Das Auto: Vom Statussymbol zum Nutzgegenstand
23. März 2017Für Christian Eichler ist sein Fahrrad das wichtigste Transportmittel. Und auch das einzige: "Ich habe keinen Führerschein gemacht, dafür gab es bisher für mich einfach keinen Grund. Ich habe immer in größeren Städten gewohnt, da brauche ich kein Auto." Wenn der 28-Jährige doch mal etwas transportieren muss, ruft er Freunde an, das hat bisher immer geklappt.
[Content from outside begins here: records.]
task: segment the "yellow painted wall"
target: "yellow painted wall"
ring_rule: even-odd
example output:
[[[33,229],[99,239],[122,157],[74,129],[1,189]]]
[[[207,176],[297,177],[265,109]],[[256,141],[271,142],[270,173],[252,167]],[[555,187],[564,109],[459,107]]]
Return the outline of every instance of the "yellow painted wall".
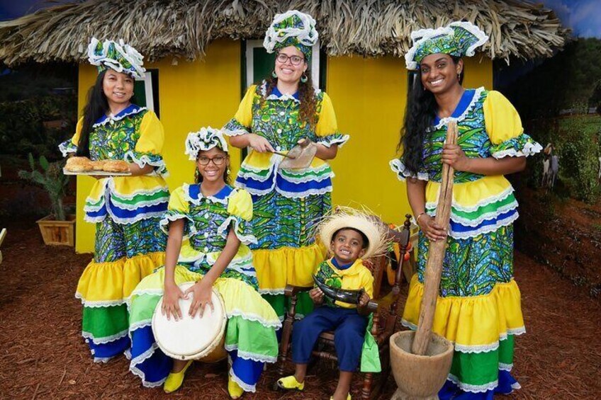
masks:
[[[326,91],[340,132],[351,139],[332,162],[333,202],[364,205],[387,222],[402,222],[411,212],[406,186],[388,166],[395,156],[407,99],[404,59],[330,57]],[[493,63],[466,59],[466,87],[493,87]]]
[[[179,60],[172,65],[171,57],[145,65],[159,69],[160,118],[165,130],[163,156],[170,176],[172,190],[193,180],[193,164],[184,154],[188,132],[201,127],[221,127],[231,118],[240,101],[240,44],[220,40],[211,45],[205,61]],[[79,108],[85,104],[88,89],[96,80],[96,67],[79,67]],[[232,152],[232,173],[240,165],[240,150]],[[94,227],[84,221],[84,205],[94,181],[77,178],[77,223],[76,251],[94,251]]]
[[[478,57],[466,61],[466,87],[492,88],[492,62]],[[235,113],[240,101],[240,45],[220,40],[211,45],[204,62],[168,57],[147,66],[159,69],[161,121],[165,129],[163,154],[171,190],[193,179],[193,165],[184,154],[189,132],[202,126],[222,127]],[[96,76],[95,67],[79,69],[79,109]],[[364,205],[384,220],[402,222],[410,212],[405,184],[388,166],[395,156],[407,93],[403,59],[330,57],[326,81],[342,132],[351,135],[332,162],[335,204]],[[240,165],[240,151],[232,149],[232,176]],[[76,250],[94,250],[94,225],[84,222],[83,210],[93,181],[77,180]]]

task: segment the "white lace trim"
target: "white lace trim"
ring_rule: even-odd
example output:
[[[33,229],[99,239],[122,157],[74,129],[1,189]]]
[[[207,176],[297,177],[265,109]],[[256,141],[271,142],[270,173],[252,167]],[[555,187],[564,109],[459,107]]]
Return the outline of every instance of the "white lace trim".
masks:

Den aktuellsten Zahlen des Instituts für Demoskopie Allensbach (IfD) zufolge liegt Eichler mit seiner Führerschein- und Autolosigkeit voll im Trend: Immer weniger junge Menschen setzen sich in Deutschland hinters Steuer. Während beispielsweise 2005 rund 73 Prozent der 25- bis 29-Jährigen Auto fuhren, waren es 2016 nur noch 60 Prozent. Das Auto als Jugendtraum, den man mit dem ersten Ausbildungsgehalt abbezahlt, hat anscheinend ausgedient. Oder?
Stadt und Land, zwei unterschiedliche Welten
Michael Sommer, Projektleiter am Allensbacher Institut, relativiert: "Dass das Auto immer unwichtiger ist, gilt vor allem für junge Menschen in den Städten. Auf dem Land dagegen bleibt seine Bedeutung mindestens gleich." Denn in der Großstadt gebe es zahlreiche Alternativen: Gegenüber ÖPNV und Fahrrad wird ein eigener PKW angesichts Parkplatznot, Staus und hoher Kosten immer unattraktiver. Und falls man doch hier und da mal ein Auto braucht, gibt es Mietwagen oder Carsharing.
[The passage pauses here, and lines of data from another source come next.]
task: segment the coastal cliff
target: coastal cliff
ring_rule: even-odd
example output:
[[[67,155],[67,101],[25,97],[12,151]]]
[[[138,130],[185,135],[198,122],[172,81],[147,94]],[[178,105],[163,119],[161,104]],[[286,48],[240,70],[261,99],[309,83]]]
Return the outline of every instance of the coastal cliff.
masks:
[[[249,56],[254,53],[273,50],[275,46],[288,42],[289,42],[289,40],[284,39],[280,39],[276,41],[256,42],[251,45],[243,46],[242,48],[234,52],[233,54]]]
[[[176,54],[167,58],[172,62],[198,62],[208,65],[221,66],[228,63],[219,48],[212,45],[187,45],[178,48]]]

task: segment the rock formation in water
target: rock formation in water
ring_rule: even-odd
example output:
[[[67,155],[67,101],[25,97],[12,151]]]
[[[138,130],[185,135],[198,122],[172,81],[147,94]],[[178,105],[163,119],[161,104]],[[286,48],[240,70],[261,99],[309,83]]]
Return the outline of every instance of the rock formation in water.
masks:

Im ländlichen Raum dagegen geht ohne Auto nicht viel, außer man möchte jedes Mal 15 Kilometer zum Supermarkt radeln. Oder sein Leben nach dem spärlichen Fahrplan des Busses ausrichten, der dreimal am Tag an der örtlichen Haltestelle hält.
Faszination Auto ist Vergangenheit
So weit die praktische Nutzung des Autos. Aber was ist mit der gesellschaftlichen Bedeutung, dem Auto als Statussymbol, als persönlichkeitserweiterndes Produkt, dem man einen emotionalen Stellenwert beimisst? Der Wirtschaftssoziologie Holger Rust hat sich in seiner Forschung bereits mehrfach dem Verhältnis junger Menschen zu Autos gewidmet: "In den Wirtschaftswunderjahren war die individuelle Motorisierung so etwas wie das eingelöste Versprechen der Nachkriegsdemokratie. Beruflicher und persönlicher Erfolg zeigten sich in der Wahl des Autos. Über die Jahrzehnte hat das Auto dann als Statussymbol langsam seine Bedeutung verloren."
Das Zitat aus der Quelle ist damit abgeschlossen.